Molly's nipple, Mary's nipple, Grand Tetons... Bunch of horny mountain men!!! Been gone trapping too long and need to get back to civilization is what I say.


----------



## greatwhitehunter (Nov 16, 2007)

In the 2 hours that I looked for elk last week on the fish lake area, 21 of the 75+ bulls I saw were spikes. How have you not even seen a spike to shoot at??? I could have shot any one of the spikes with a rifle, the farthest shot being roughly 300 yards.


----------



## crazytohunt (Aug 3, 2009)

I really dont know why i have not seen any spikes to shoot at.
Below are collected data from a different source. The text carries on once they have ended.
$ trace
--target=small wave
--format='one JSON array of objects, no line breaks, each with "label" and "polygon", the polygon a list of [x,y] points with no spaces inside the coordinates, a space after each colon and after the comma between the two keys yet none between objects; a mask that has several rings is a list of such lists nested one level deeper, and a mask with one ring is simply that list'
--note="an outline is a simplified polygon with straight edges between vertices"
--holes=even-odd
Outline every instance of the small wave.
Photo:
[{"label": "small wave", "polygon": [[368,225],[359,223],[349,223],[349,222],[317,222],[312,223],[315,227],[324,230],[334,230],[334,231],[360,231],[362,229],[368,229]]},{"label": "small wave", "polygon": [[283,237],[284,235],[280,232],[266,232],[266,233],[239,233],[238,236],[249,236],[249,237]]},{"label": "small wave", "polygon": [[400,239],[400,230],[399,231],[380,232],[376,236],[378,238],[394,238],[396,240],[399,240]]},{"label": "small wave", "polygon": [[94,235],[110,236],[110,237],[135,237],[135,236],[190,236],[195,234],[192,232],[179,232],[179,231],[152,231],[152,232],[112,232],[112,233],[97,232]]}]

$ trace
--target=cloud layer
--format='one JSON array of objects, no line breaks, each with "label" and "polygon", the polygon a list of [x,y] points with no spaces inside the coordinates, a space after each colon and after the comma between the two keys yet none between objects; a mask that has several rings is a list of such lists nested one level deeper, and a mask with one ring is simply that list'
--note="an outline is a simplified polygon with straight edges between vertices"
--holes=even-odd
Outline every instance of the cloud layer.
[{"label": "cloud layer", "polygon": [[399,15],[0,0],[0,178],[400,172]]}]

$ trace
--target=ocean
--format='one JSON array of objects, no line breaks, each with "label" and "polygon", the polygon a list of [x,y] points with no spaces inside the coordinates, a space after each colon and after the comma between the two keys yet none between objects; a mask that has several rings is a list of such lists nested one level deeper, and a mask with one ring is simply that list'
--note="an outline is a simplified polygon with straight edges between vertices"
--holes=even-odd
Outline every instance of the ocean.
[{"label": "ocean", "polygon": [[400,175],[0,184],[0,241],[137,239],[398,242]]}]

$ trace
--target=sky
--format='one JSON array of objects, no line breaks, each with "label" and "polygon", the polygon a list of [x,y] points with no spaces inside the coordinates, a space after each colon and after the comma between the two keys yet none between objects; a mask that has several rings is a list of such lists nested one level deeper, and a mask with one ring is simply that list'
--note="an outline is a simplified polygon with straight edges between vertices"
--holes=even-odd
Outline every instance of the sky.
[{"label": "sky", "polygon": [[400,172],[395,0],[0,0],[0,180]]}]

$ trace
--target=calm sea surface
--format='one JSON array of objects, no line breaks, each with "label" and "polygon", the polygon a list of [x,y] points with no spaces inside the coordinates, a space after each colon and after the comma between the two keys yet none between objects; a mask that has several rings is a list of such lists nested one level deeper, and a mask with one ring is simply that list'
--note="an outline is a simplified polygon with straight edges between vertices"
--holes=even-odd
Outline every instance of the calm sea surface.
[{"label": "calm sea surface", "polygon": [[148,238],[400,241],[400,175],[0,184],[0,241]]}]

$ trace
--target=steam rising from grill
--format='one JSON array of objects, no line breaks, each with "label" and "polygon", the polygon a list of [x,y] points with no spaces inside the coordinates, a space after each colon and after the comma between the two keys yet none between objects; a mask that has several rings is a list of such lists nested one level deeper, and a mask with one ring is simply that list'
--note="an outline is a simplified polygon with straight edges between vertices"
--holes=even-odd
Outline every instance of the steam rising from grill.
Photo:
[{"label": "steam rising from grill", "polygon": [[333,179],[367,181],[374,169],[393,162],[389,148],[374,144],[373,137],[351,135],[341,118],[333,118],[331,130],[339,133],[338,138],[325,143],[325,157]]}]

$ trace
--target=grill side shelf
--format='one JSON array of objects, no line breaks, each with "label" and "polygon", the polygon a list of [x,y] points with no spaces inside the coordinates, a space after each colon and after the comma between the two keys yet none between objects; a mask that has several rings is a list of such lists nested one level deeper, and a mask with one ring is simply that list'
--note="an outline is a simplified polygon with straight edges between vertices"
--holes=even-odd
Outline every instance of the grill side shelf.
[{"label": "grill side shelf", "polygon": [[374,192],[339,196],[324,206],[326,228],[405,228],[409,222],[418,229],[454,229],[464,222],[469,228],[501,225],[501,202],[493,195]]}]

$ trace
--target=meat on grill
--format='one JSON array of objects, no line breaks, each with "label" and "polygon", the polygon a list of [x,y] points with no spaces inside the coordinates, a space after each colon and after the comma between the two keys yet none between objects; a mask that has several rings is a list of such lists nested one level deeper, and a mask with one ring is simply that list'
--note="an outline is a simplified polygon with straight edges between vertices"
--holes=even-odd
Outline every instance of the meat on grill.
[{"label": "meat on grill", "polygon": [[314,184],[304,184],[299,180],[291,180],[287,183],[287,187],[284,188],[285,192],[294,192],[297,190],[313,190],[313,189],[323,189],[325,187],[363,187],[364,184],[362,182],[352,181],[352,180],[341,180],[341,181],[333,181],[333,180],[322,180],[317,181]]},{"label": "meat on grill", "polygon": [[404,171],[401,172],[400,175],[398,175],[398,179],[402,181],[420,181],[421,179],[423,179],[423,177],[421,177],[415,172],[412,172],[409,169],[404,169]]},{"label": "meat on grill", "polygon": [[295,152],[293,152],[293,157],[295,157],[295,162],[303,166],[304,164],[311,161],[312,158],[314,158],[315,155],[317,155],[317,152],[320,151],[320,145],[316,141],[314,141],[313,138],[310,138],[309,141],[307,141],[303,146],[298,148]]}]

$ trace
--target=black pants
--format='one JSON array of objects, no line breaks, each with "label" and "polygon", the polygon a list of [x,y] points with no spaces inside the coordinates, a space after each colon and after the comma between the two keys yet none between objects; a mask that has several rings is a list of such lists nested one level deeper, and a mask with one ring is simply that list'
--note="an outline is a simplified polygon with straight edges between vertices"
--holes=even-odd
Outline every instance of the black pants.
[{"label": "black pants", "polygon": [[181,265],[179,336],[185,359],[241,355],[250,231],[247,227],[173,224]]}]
I have hiked all up and down the area looking for them and have only found a bunch of cows and mature bull elk up there. My uncle goes up a week before the hunt and scouts around and sees the spikes but when it comes time to actually getting to hunt them there gone. No where to be seen. Thats why this year i am going to try the book cliffs and try my chances there with maybe finding a spike. I was just curious if any one new more about the book cliffs and if they have seen any spikes up there. since this year they opened it up for spike hunt. And i wish you guys would quite being mean about everything i say. I posted this for help not to get critisized. So if any has any information on where in the book cliffs would be a good place to look or any info on spikes up there please i would really appreciate the help


----------